A team of researchers have stated that they have sequenced the genome of a Great white shark which reveals a few clues about the capacity of these animals when it comes to resisting cancer and healing wounds. The details of the study have been published in the PNAS journal.
Great white sharks are fascinating, not just because of the their formidable size and physical strength, but also due to their longevity. The predator has sat at the top of the marine life food chain for thousands of years. According to a study, Great Whites were even responsible for the megalodon extinction which was the biggest shark ever alive on Earth. But why are Great White sharks so resistant? Researchers from Nova Southeastern University, Cornell University and the Monterey Bay Aquarium have sequenced a genome to try and understand the impressive creature.
Resistance to illnesses
The researchers hoped to re-transcribe the genetic code of the shark so they could establish what genes are at work in the animal. The first thing to transpires from this study is that natural selection seems to have stimulated the genes involved in DNA tolerance and repair. According to the researchers this explains why this predator is resistant to cancer and other illnesses linked to age. Some specimens of this shark can live for up to 400 years! Several sharks in the oceans today could have been alive when the Great Britain’s flag was created during the reign of James I.
Mahmood Shivji, the co-lead author of the study noted that “Not only were there a surprisingly high number of genome stability genes that contained these adaptive changes, but there was also an enrichment of several of these genes, highlighting the importance of this genetic fine-tuning in the white shark.“
It is also important to note that 30% of the Great white shark’s total genome are (LINE) genes which upset the balance of the genome, which is unheard of for vertebrae. This could be the reason why these sharks have developed reparation DNA like they have.

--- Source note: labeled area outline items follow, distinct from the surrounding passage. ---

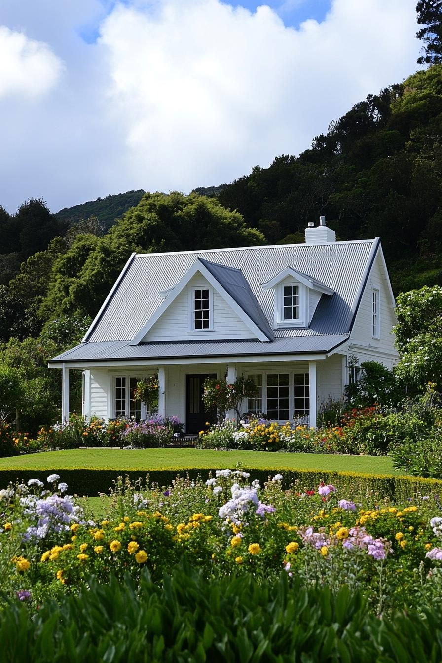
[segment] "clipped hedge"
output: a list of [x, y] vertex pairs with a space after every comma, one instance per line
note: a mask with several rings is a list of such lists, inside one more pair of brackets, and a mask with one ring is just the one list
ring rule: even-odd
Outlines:
[[[233, 469], [233, 468], [232, 468]], [[292, 485], [299, 487], [300, 492], [311, 490], [317, 487], [321, 481], [333, 483], [339, 489], [342, 494], [351, 495], [355, 488], [361, 487], [378, 495], [380, 497], [390, 497], [396, 501], [403, 501], [410, 498], [421, 495], [442, 495], [442, 481], [437, 479], [427, 479], [420, 477], [398, 476], [396, 475], [376, 475], [348, 471], [324, 471], [321, 469], [281, 469], [278, 467], [269, 467], [263, 470], [253, 467], [244, 467], [250, 472], [252, 479], [258, 479], [262, 484], [268, 481], [269, 476], [282, 474], [284, 477], [283, 485], [289, 488]], [[92, 497], [99, 493], [109, 492], [119, 477], [128, 477], [132, 483], [141, 479], [148, 481], [150, 484], [159, 486], [169, 486], [176, 477], [188, 476], [191, 479], [201, 477], [205, 481], [209, 477], [209, 470], [198, 468], [176, 469], [164, 467], [162, 469], [152, 469], [143, 472], [140, 469], [91, 469], [90, 468], [56, 467], [48, 470], [42, 469], [0, 469], [0, 489], [6, 488], [9, 483], [26, 483], [30, 479], [37, 477], [43, 479], [46, 474], [54, 472], [59, 474], [61, 480], [69, 487], [70, 493]], [[211, 471], [212, 475], [214, 471]]]
[[3, 605], [5, 663], [439, 663], [442, 613], [370, 614], [359, 592], [302, 587], [284, 574], [204, 580], [178, 568], [155, 585], [111, 578], [39, 606]]

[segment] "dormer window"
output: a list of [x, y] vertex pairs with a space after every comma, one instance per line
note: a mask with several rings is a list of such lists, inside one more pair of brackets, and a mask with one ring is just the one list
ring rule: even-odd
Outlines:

“These LINEs are known to cause genome instability by creating double stranded breaks in DNA,” as explains Michael Stanhope, the co-lead author of the study. He continues by saying that an increase in LINEs in the white shark genome could plausibly “represent a strong selective agent for the evolution of efficient DNA repair mechanisms, and is reflected in the positive selection and enrichment of so many genome stability genes.”
Healing of scars
The white shark’s genome also has an increased number of genes which are involved in blood coagulation which is an essential element in healing wounds. Again this seems to explain the animal’s capacity for pulling through injuries that would normally be fatal for humans.
We therefore have a lot to learn from this predator. The instability of the human’s genome encourages the development of many serious illnesses. However now it is clear that nature has developed alternative strategies so these sharks can be more resistant and live longer. Overtime we could study these strategies developed by evolution so as to take advantage of the positive aspects for ourselves.